A spokesman for Streit Group has declined to comment on the Sudan sale. But when asked about a similar sale in South Sudan, the company insisted its vehicles are not military vehicles and are not exported with any form of weaponry.

For his part, Mr. Goutorov says working out of the Mideast is easier than operating from Canada. For one, it means shorter shipping distance to customers. In a 2013 CNN interview posted on Streit's website, he estimated his market would be 60 per cent military buyers and 40 per cent commercial customers by 2014.

"We are close to war zones – Middle East and Africa – where there's high demand for armoured vehicles," he told In Dubai.

Plus, it's more difficult for potential clients to travel to Canada, according to Mr.

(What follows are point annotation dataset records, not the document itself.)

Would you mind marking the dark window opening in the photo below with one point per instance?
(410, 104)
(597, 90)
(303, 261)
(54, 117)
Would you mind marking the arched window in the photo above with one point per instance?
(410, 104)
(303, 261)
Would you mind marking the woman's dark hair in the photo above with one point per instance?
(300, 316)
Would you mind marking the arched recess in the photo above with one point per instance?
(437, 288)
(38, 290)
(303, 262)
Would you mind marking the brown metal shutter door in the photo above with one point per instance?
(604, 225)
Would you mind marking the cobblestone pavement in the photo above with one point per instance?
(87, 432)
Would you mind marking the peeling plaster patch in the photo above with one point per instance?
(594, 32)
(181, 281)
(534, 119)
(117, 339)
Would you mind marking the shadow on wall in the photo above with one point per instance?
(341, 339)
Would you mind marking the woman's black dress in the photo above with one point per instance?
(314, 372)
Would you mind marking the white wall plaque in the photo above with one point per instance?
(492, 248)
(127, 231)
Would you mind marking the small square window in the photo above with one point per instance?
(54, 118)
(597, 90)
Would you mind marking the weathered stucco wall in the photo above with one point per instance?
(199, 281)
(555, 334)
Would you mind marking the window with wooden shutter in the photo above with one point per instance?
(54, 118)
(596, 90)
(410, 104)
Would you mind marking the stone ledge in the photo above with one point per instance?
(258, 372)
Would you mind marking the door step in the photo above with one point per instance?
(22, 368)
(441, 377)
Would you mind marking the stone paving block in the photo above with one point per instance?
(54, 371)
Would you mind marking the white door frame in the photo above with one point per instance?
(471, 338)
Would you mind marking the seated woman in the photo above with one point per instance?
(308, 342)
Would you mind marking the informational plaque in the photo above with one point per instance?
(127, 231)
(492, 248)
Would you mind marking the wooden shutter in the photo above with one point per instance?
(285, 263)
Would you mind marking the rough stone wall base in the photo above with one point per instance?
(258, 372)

Goutorov, citing this country's "complex entry-visa requirements" as a hindrance. "Almost all of our clients come from war-affected countries; therefore they are not really welcomed to Canada, while in the UAE, a visitor visa can be obtained in just one day."

However, Both Mr. Goutorov and his company, in presentations or interviews, are quick to point out Streit got its start in Canada.

Canadian diplomats based in the United Arab Emirates have also publicly supported Streit as a Canadian company. Claudio Ramirez, a Canadian government official formerly posted to Abu Dhabi, made a point of tweeting in 2015 that "Canada's Streit Group" expanded a UAE factory. Canada's former ambassador to the UAE, Arif Lalani, used the social-media platform in 2013 to speak supportively of this "Canadian company" whose armoured vehicles he said once protected him.

Still, in the 2013 In Dubai interview, Mr. Goutorov said it's hard to imagine his company would have expanded so much if he hadn't moved to the UAE.

Global Affairs in Ottawa won't say whether Canada provides Streit with trade commissioner services – assistance offered to help Canadian companies expand globally – explaining to divulge this could harm a firm's commercial interests.

Mr. Goutorov's company has attracted attention from Washington, though.

Streit recently ran afoul of U.S. export rules over armoured-vehicle exports from its U.S. plant. In September, 2015, the Department of Commerce's Bureau of Industry and Security, which polices foreign exports, announced it had imposed a $3.5-million (U.S.) penalty on Streit, several affiliated companies and corporate officers including Mr. Goutorov.

The U.S. government announced that $1.5-million (U.S.) of this penalty was "suspended" as part of the settlement agreement with Streit but said the fine was applied because Streit companies shipped armoured vehicles to destinations including Iraq, Afghanistan, Nigeria and the Philippines without obtaining required export licences.